“Custom often prefers women ignorant,” Edward’s mouth twitched. “What did you wish to say?”
“Not here.” She glanced toward the house, the upper story visible through the branches “Will you walk with me? Hyde Park is near.”
“It is inadvisable,” Edward said. “You have no chaperone.”
“There are so many people abroad today that we would blend in like hay in a haystack,” Isla said. “I will not meekly go to my fate without having my say.”
She allowed her voice to rise and Edward glanced around at the governesses, promenading lords and ladies and gamboling children. None seemed to notice them.
This is madness. It invites scandal and is unnecessary. She will have no say in the terms. It is between her brother and myself.
But as he looked at Isla he realized how different she appeared under the sunshine compared to the half-light of the stable and the firelight of the bedroom. She looked radiant, as though absorbing energy from the sun. Her face seemed to glow. He found that he did not want to dismiss her, to turn his back and walk away. He could not.
“Very well. But we must be discrete,” he said and chided himself for the ludicrous surge of excitement that his decision brought him.
“I can be the sole of discretion when I choose,” Isla said with a smile that made Edward’s heart quicken.

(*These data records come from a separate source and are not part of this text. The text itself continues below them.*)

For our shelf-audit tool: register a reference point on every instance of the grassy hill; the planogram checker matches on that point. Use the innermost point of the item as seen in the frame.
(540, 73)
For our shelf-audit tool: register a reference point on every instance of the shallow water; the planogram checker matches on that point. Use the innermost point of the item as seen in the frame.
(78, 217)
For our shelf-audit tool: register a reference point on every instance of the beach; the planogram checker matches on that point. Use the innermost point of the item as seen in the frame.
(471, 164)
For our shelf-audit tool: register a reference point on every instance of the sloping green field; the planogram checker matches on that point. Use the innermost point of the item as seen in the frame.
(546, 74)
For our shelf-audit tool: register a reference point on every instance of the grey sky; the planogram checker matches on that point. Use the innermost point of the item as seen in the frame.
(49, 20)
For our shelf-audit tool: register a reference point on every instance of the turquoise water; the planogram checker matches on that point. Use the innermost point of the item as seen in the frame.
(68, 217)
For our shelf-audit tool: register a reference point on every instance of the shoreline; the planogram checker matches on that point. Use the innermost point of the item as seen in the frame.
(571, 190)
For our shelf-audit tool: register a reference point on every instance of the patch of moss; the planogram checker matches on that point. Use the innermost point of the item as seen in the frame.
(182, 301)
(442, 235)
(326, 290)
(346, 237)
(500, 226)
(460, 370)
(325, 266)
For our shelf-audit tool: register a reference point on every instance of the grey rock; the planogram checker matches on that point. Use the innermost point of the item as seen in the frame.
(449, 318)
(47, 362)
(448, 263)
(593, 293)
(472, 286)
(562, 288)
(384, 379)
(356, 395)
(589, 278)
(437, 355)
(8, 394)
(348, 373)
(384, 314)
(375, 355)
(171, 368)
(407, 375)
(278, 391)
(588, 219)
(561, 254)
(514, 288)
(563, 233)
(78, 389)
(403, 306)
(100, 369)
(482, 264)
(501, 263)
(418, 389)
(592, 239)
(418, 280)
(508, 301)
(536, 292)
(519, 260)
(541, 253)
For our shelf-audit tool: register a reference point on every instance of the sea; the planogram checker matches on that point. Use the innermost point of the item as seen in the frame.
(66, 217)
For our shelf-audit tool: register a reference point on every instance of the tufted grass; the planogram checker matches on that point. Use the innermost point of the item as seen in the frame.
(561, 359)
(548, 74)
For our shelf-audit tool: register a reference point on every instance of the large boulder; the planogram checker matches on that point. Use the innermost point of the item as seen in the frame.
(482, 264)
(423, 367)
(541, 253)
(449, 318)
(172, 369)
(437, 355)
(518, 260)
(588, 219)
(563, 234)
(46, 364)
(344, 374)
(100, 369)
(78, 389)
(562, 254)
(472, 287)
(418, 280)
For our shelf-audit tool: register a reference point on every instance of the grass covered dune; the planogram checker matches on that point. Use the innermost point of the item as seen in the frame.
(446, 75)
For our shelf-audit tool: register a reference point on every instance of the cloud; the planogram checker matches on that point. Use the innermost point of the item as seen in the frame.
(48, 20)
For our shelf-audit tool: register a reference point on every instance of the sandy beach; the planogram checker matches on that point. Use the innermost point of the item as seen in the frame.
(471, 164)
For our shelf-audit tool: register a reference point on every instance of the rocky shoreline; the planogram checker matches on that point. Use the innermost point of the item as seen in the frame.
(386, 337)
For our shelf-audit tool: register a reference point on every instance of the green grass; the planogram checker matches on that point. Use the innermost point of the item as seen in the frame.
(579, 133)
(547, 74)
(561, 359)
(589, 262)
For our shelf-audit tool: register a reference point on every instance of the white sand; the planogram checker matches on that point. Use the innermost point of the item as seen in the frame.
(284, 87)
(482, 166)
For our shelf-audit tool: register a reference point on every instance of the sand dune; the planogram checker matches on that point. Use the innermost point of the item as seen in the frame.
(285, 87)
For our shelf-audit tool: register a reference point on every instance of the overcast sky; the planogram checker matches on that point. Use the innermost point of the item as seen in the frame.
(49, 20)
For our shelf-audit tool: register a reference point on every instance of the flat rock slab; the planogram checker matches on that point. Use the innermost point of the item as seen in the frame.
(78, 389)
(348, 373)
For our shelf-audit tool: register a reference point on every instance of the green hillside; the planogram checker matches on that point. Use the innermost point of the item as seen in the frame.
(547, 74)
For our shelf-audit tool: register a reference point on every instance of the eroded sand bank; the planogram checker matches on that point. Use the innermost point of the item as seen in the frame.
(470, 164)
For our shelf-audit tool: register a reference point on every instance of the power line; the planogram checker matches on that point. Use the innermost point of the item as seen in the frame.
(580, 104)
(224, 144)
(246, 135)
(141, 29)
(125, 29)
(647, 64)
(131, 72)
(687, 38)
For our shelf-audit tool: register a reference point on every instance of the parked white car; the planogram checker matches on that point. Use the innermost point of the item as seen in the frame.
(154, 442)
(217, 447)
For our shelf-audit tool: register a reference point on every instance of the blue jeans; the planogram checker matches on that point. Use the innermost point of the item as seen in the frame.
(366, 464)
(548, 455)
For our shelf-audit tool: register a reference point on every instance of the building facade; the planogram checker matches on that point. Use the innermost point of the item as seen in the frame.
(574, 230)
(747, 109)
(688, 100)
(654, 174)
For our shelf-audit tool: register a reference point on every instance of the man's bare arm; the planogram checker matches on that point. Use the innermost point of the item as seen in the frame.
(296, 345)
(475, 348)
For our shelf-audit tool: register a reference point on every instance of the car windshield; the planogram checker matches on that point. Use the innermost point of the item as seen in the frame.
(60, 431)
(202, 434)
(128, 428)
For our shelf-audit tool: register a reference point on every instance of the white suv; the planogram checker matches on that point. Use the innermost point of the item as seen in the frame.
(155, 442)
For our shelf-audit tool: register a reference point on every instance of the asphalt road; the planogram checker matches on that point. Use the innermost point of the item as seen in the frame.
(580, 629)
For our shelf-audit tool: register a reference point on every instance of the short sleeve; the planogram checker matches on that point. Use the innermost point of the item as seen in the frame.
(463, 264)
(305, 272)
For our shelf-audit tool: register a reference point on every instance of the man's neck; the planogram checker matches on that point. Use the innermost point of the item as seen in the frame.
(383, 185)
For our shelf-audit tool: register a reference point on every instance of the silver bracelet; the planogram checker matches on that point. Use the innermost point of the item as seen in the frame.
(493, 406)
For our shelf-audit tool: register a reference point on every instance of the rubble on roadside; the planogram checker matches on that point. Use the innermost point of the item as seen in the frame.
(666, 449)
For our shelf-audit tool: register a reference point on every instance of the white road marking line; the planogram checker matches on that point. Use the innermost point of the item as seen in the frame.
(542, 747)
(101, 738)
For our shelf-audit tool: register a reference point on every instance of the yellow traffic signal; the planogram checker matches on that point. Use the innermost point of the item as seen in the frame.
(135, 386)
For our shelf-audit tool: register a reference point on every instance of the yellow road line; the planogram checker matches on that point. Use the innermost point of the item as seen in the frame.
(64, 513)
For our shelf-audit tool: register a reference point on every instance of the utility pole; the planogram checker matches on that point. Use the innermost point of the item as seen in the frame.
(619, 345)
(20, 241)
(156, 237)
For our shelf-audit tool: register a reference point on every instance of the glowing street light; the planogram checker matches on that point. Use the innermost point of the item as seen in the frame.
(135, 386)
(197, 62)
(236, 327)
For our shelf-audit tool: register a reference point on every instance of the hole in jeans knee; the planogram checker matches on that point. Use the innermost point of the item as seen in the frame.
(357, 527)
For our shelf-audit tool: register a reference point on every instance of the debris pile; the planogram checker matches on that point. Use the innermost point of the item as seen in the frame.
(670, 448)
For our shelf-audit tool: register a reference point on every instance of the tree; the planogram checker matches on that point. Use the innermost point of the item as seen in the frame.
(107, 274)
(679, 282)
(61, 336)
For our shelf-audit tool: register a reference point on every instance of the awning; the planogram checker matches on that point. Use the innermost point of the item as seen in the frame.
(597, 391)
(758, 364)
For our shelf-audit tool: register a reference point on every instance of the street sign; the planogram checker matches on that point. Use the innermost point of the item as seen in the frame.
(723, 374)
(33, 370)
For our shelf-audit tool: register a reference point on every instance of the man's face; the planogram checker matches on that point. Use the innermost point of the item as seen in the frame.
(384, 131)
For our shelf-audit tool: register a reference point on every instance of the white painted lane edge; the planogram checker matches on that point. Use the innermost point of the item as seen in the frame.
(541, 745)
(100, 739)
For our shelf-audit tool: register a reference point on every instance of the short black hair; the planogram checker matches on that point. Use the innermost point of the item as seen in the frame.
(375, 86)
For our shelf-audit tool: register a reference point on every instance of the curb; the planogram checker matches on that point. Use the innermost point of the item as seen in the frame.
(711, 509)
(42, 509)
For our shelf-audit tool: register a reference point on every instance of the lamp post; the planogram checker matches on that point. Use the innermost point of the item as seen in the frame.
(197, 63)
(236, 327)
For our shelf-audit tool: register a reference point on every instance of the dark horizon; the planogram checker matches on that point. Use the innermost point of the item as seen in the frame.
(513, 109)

Enough of this nonsense. A pretty woman is no reason to lose your head.
She tugged her bonnet down and led the way, heading towards the northern fringe of Hyde Park. Edward fell into step alongside her. They crossed into the green, the clamor of Oxford Streetfalling back behind them. Hyde Park lay in easy summer, the broad track along the Row flashed with riders and the water glittered in the Serpentine. The scent shifted to cut grass and horses.
Edward breathed deeply. Next to the tang of salt this was the finest air a man could sample. Natural. It eased the tension he realized he had been carrying in his shoulders. He noticed that Isla took the same breath and at the same time.
A woman who enjoys nature more than ballrooms? I already knew that from our meeting in a stable.
“You have been to my brother’s house,” she said. “You know the truth.”
“That Strathmore’s accounts are bloodless,” he said. “I have eyes.”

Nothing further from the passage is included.